Assign oxidation number to the underlined elements in each of the following species:
(a)`NaH_(2)underlineP O_(4) " " (b) NaHunderlineSO_(4) " " (c) H_(4)underlineP_(2)O_(7) " " K_(2)underline(Mn) O_(4)`
`(e) CaunderlineO_(2)" " (f) NaunderlineBH_(4) " " (g)H_(2)underlineS_(2)O_(7) " " (h) KAl(underlineSO_(4))_(2). 12 H_(2)O`

a. Let the oxidation number of `P` be `x`. Writing the oxidation number of each atom above its symbol, we have
`overset(+1)(Na)overset(+1)(H_(2))overset(x)(P)overset(-2)(O_(4))`
Sum of oxidation numbers of varios atoms in
`NaH_(2)PO_(4) =1(+1)+2(+1)+1(x)+4(-2)`
`=x-5`
But the sum of oxidation number of various atoms in `NaH_(2)PO_(4)` (netural) is zero
`:. x-5=0` or `x=+5`
Thus, the oxidation number of `P` in `NaHPO=+5`.

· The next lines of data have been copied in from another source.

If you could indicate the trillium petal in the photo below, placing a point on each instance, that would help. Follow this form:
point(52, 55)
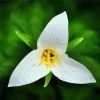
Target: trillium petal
point(55, 34)
point(73, 72)
point(28, 70)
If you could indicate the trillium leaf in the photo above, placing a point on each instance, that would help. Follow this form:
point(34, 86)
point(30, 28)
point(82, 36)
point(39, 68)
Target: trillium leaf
point(47, 79)
point(74, 43)
point(27, 39)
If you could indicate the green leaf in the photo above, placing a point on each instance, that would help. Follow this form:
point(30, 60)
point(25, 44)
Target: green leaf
point(74, 43)
point(27, 39)
point(47, 79)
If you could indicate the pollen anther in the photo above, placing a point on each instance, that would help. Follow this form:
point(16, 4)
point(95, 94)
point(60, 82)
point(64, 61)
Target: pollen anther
point(48, 57)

b. `overset(+1)(Na)overset(+1)(H)overset(x)(S)overset(-2)(O_(4))`
`:. 1(+1)+1(+1)+x+4(-2)=0`
`or x=+6`
Thus, the oxidation number of S in `NaHSO_(4)=+6`.
c. `overset(+1)(H_(4))overset(x)(P_(2))overset(-2)(O_(7))`
`:. 4(+1)+2(x)+7(-2)=0`
or `x=+5`
Thus, the oxidation number of `P` in `H_(4)P_(2)O_(7)=+5`.
d. `overset(+1)(K_(2))overset(x)(Mn)overset(-2)(O_(4))`
`:. 2(+1)+1(x)+4(-2)=0`
or `x=+7`
Thus, the oxidation number of `Mn` in `K_(2)MnO_(4)=+7`.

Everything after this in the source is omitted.